In 1862, upon the military victory, the radical abolitionists and republicans in the congress who took part in the fight against slavery had to set new policies of fighting the ill in togetherness with the president. In January 1863, the emancipation proclamation began, and it ensured a social revolution would be acquired in the southern states, and the sanity of the American people will be reaffirmed. The black people, too, would be part of the sovereign nation. By so doing, to achieve the targets, a new way of replacing the shattered slavery institution was adopted; the policy carried a new system of politics, race relations, and new labor policies [Ref:4]. [4: Foner “The Causes of the American Civil War: Recent Interpretations and New Directions,’ 95]

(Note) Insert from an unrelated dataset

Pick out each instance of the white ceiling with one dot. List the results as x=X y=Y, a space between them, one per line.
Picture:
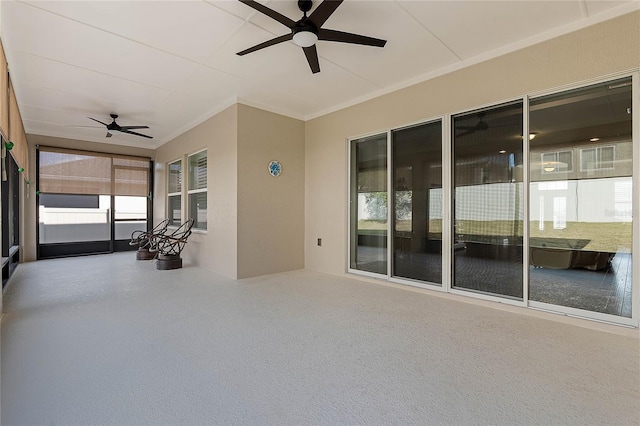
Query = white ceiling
x=172 y=64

Before the malice of slavery and the civil war was dealt with, in 1857, the then Chief Justice had declared that no black person would be considered to be an American citizen and was placed not to enjoy the ‘liberty blessings.’ Since the war, the emergence of civil rights grew, and the unifying of the broken pieces of the country started following the reconstruction of the era of turbulence. With the victory, the status of the slaves became a core point of focus in the freedom aspect, including the right to vote and take part in the development of the country. Immediately when the war ended, the blacks who were enslaved in the southern states came in unison to demand their rights and to establish their ballots of freedom. Correspondingly, the radical republicans in the north, too, supported them and led to the building of a great nation.

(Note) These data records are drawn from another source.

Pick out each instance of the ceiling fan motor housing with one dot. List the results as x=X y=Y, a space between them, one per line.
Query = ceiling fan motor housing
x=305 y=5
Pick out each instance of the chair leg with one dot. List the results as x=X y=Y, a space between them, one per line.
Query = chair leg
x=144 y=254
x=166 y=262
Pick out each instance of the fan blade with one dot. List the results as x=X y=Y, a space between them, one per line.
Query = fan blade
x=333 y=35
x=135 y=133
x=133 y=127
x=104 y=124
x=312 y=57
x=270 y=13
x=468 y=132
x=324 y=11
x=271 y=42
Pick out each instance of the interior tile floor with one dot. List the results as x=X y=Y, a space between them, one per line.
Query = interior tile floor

Nonetheless, with the end of the civil war in 1875, a biracial government state in the southern states withdrew their last troops from the province, showing the end of the reconstruction and civil war. And by the turn of the century, soldiers from the south and north who were still fighting in the Spanish – American war, also put the bitterness behind them and became unified. By that, the southern states became democratic and enacted a new cultural order based on subjugation, economic disparity, and segregation. Since then, Historical accounts of reconstruction have been based to underlay a vital role in fighting the menace of the civil war and slavery in the south and north states and was termed later to be a tragedy that failed [Ref:5]. [5: H. L. Trefousse and John H. Franklin, ‘Reconstruction: After the Civil War,’ The American Historical Review 67, no. 3 (1962): 745, doi:10.2307/1844162.]
Overall, the era of reconstruction and civil war has led to many questions that stick to be significant to our understanding of our nation. The mysteries of the poise of power between the national and local government and the people entitled to the citizenship of America, and the precise definitions of equality and freedom in the United States of America. These questions live to be matters of controversy until today. In that logic, the Civil War is not thus far ended.
- Curry, Richard O. ‘The Civil War and Reconstruction, 1861-1877: A Critical Overview of Recent Trends and Interpretations.’ Civil War History 20, no. 3 (1974), 215-238. doi:10.1353/cwh.1974.0089.
- Foner, Eric. ‘The Causes of the American Civil War: Recent Interpretations and New Directions.’ Civil War History 20, no. 3 (1974), 197-214. doi:10.1353/cwh.1974.0073.
- Trefousse, H. L., and John H. Franklin. ‘Reconstruction: After the Civil War.’ The American Historical Review 67, no. 3 (1962), 745. doi:10.2307/1844162.